Mr. Govatino spent thirty-one years as the local paper’s critic of plays, movies, television shows, restaurants, and generally just about anything artistic in nature. Govatino lived in a small Idaho town for much of his adult life with his wife Maria and their sons Sal Jr., Salvatore, and Salad Tongs, who they named after the kitchen implement the doctors used to remove him from Maria’s birth canal when he was born. Sal says he loved his family dearly, but was “utterly disappointed” with how little he enjoyed their obituary for him.
“Did no one take control of the process? Was there any editing at all,” Sal asked rhetorically. “I mean, I understand that you’re in an emotionally compromised state, but you could still rein in some of the stuff on where I went to junior high and stuff. No one’s reading my obit for that kind of detail.”

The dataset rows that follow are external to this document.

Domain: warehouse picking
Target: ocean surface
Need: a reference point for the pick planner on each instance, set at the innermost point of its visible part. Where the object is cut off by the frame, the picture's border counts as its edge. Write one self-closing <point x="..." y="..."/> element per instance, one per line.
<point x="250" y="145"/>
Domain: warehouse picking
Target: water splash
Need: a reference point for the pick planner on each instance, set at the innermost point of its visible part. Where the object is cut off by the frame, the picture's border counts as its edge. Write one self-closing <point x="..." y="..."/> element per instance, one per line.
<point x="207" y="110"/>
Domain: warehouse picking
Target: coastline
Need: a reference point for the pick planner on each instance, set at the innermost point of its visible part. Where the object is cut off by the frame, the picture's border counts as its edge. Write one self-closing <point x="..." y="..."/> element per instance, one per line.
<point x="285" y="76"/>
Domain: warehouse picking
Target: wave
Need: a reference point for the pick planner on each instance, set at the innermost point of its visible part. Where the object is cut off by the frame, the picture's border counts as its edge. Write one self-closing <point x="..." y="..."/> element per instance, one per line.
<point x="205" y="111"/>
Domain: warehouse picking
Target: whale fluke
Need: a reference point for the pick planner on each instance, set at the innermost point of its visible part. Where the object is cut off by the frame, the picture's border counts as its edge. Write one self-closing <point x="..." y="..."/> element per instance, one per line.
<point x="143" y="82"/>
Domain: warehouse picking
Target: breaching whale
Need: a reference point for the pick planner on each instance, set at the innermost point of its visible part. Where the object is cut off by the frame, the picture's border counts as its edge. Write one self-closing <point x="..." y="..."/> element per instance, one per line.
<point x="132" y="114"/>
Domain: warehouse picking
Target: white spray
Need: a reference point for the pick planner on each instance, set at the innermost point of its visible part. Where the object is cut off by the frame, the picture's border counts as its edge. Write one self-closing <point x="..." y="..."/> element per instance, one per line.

Mr. Govatino hopes that when his wife passes away, his sons will have “learned from the mistakes of their first production” with his obituary and write a better one for her.
“Sometimes you have to miss a pitch so you can get your timing right and knock the next one out of the park,” Govatino said. “So I hope that’s what mine was; just everyone’s abysmal swing and a miss. But you never know, I suppose.”
Sal gives his obituary a final score of two out of five possible headstones.